Where there is flex, it is very often important to spread forces over as large an area of a given piece as possible. In the case of any given steerer tube, this is the state that likely exists with a big stack of spacers. The entire length of the steerer is allowed to flex just a tad if the stack is slipping a bit on each interface. Locking those spacers together, or making them one solid piece, would focus ALL of that force in two places; the base of the stem clamp and quite a bit at the top bearing. Theory, indeed.

The more I think about it, the more I am drawn back to the much castigated and maligned riser stem as the best solution. Not many 31.8 risers out there.....


----------



## bikeabuser (Aug 12, 2012)

IMO,
A riser stem offers the best interface to the steerer tube, if you just need a bit of rise.
And,
If you want to maintain that low stand-over heigh, high handlebar situation, and need more than what is currently offered, the other choice is a high-rise handlebar.

*The BMX guys/Gals torque the heck out of their stuff, and they don't seem to have a problem with a high-rise handlebar.*

Also,
IMHO,
Stacking spacers, or using an extra thick spacer, is just asking for trouble.

It's no different than stacking a bunch of washers onto a bolted assembly, because you can't/won't locate a proper length fastener.


----------



## dgw2jr (Aug 17, 2011)

Amazon.com: Dimension 31.8 110mm 125 Degree Black Stem: Sports & Outdoors

Dimension makes some weird stuff. I had an old Dimension stem that was 125mm 35 degree rise. Looked ridiculous and the bolts were huge!

I believe there is no substitute for a taller head tube. The spacers and stem can get your hands where they need to be but they can't reduce the amount of stress and torque on the steerer or headset bearings.


----------



## TrailMaker (Sep 16, 2007)

Indeed;

There are some of the companies out on the fringes that make some funky stuff, Dimension being one of them.

Do realize that the third of the front ends that I pictured above is already with a 7" HT!!!

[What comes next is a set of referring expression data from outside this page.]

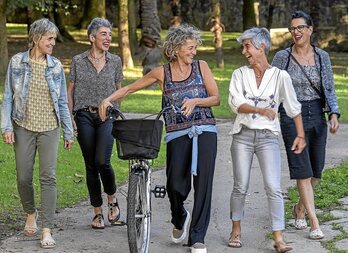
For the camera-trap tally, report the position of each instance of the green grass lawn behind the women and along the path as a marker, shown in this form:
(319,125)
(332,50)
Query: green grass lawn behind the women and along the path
(71,179)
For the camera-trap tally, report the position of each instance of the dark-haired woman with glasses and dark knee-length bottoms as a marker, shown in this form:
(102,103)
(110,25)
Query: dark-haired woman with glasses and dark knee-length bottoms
(312,78)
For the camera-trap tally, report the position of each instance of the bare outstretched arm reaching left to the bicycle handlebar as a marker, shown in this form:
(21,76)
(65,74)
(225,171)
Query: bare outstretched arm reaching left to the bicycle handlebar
(156,75)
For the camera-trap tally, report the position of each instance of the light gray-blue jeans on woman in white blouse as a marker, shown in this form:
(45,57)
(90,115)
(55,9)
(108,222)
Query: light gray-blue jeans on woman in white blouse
(265,145)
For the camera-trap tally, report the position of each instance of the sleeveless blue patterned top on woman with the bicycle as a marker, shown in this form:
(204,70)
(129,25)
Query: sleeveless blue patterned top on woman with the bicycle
(176,91)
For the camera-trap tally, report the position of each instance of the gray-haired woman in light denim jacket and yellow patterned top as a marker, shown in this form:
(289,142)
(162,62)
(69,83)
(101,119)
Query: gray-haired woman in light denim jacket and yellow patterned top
(35,105)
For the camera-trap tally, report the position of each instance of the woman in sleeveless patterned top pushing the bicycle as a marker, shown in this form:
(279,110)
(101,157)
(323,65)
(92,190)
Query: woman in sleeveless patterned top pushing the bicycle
(189,86)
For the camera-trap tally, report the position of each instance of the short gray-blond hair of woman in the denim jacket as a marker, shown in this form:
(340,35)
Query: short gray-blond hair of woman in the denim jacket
(39,28)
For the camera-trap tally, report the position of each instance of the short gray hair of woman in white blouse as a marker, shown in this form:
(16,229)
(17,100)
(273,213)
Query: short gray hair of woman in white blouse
(258,36)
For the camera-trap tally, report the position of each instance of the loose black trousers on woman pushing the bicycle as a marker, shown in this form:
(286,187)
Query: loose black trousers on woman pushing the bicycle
(179,155)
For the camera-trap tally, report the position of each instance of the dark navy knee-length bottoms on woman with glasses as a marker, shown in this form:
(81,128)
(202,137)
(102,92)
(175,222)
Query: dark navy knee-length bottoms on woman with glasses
(310,163)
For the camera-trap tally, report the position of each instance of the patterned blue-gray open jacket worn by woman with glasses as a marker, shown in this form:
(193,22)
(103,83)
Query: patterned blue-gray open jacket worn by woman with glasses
(322,60)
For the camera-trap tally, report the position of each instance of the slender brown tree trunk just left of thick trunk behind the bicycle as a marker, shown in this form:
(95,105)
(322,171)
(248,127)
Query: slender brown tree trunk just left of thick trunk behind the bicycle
(132,21)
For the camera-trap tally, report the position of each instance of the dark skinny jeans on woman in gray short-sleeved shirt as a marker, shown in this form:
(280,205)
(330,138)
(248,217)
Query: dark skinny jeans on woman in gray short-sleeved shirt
(96,142)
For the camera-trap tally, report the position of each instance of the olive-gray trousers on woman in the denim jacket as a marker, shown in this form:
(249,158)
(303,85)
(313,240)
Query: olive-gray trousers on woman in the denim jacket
(25,146)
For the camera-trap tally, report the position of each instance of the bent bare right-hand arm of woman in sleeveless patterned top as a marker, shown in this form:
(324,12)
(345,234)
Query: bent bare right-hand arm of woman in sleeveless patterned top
(213,98)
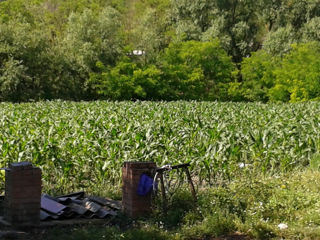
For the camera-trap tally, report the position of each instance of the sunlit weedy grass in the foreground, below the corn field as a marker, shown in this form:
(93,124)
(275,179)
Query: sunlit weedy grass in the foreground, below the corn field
(254,208)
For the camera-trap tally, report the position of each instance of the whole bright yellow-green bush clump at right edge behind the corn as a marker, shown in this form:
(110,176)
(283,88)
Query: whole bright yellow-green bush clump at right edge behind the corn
(293,77)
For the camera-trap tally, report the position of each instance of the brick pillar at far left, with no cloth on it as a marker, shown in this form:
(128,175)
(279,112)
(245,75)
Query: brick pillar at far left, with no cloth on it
(22,194)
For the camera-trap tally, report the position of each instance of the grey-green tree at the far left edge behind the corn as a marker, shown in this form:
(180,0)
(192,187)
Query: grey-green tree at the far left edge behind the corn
(23,61)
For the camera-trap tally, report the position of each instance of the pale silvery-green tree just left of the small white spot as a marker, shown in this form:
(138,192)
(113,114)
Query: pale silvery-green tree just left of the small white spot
(89,38)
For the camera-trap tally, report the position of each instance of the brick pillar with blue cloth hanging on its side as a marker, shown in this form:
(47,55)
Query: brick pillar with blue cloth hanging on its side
(134,205)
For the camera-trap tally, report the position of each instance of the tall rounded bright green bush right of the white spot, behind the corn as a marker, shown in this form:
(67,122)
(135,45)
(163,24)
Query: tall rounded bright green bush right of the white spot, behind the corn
(197,70)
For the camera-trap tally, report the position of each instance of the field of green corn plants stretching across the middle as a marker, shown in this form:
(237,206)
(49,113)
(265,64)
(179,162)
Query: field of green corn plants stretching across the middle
(80,145)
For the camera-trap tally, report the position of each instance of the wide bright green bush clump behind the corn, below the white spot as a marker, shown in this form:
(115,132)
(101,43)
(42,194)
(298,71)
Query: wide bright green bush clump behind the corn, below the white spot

Contemplating the BMX route takes me back to the dreaded days when I stripped out stems regularly because they just wouldn't hold. Those that did hold (or that I welded!) often snapped! In the pre-BMX craze dayz, it was a real treat to score a Schwinn cast stem!


----------



## dgw2jr (Aug 17, 2011)

TrailMaker said:


> Indeed;
> 
> There are some of the companies out on the fringes that make some funky stuff, Dimension being one of them.
> 
> ...


I only see the one pic in your original post. The other post with attached images is empty...


----------



## TrailMaker (Sep 16, 2007)

Damnn things...

I use different browsers and see one pic or the other! :madman:


----------



## Saddle Up (Jan 30, 2008)

Surly says this...

"How many stack spacers can I use on my Surly fork?Hey, go nuts. Seriously, these are beefy steel steer tubes and there is no lawyer breathing down our collective necks saying you can only have a couple of spacers. Geek out, stack 'er all the way up if you like."


----------